This interview with Scott Adsit went up at The AV Club last week, and made me interested in seeing more episodes of the Adult Swim show Moral Orel. This was a show I was excited about when it started, due to Dino Stamatopoulos' comedy-writing history. It ended up not being as good as I would want it to, and watching Adult Swim programming online was always sort of a dicey proposition with how things would go on-and-offline at will. Now, it was being canceled for being bleak, depressing, and not fitting with the rest of the Adult Swim content. Sounds great.
I ended up catching a new episode premiere last night. It was pretty great.
The argument that the show is not anti-religion, but is just a satire of religious hypocrisy, never held any water with me, though. This is clear more than ever now that it is so bleak. It's actively nihilistic, people are horrible to each other. It's not without empathy, but I never get the impression that the character's main problem is their hypocritical approach to religion.
But the episode I saw last night? Great. Here are some insane reference points for this show: Chris Ware comics. Lynda Barry's novel Cruddy. The Wire. Wonder Showzen. Early seasons of The Simpsons. Chris Ware for the way bleakness is being presented passed down from generation to generation. Cruddy for similar reasons, but with the addition of the real threat of violence. The Wire... again, bleakness, but also for being a TV show that really makes you feel empathy. Wonder Showzen for the general presentational parody approach that accentuates the void of its worldview. And The Simpsons for how it takes that and filters it into a more narrative form using the family. I don't know, it really struck me as a piece of work. Watching other episodes from the season online this afternoon were not quite as strong, but still gave me the impression that watching all of it, in order and in big chunks, would really be quite the thing to bring on a dark place.
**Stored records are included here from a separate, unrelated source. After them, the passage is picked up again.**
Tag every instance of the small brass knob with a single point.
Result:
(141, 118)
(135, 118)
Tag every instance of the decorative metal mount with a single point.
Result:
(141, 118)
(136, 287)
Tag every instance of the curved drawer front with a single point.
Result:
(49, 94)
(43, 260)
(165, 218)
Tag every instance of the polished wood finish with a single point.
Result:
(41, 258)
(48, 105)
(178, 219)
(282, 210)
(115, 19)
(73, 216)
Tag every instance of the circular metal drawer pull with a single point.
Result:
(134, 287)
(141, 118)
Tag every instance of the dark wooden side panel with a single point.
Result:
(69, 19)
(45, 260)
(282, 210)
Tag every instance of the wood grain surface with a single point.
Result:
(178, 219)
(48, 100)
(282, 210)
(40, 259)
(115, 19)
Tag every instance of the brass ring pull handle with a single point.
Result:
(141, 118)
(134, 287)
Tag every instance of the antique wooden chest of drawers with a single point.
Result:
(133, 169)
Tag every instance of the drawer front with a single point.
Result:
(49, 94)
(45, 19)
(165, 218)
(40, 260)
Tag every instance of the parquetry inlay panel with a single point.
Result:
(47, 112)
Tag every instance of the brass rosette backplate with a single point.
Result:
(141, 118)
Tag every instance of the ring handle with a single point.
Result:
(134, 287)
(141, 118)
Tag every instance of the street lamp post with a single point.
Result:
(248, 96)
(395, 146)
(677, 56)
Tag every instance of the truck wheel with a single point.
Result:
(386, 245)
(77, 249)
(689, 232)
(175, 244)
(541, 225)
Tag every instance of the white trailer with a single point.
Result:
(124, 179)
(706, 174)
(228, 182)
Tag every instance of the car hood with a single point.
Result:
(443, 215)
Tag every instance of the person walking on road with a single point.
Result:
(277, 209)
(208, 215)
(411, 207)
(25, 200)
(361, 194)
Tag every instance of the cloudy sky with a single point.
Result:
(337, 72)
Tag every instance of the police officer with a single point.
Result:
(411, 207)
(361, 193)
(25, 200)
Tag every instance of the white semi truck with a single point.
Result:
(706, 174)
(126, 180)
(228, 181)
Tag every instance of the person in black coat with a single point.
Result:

The way that Mountain Goats songs are used works really well- I have done the thing in the past where I listened to that stuff obsessively, and it's not at all uncommon. This actually feels like it's earning its music choices, and not just using it as indie-culture referents the way that a live-action comedy about teenagers and twenty-somethings would. The songs are used to really devastating effect, because they're actually coming from a real place of identification and empathy. I really hope the third season gets a DVD release.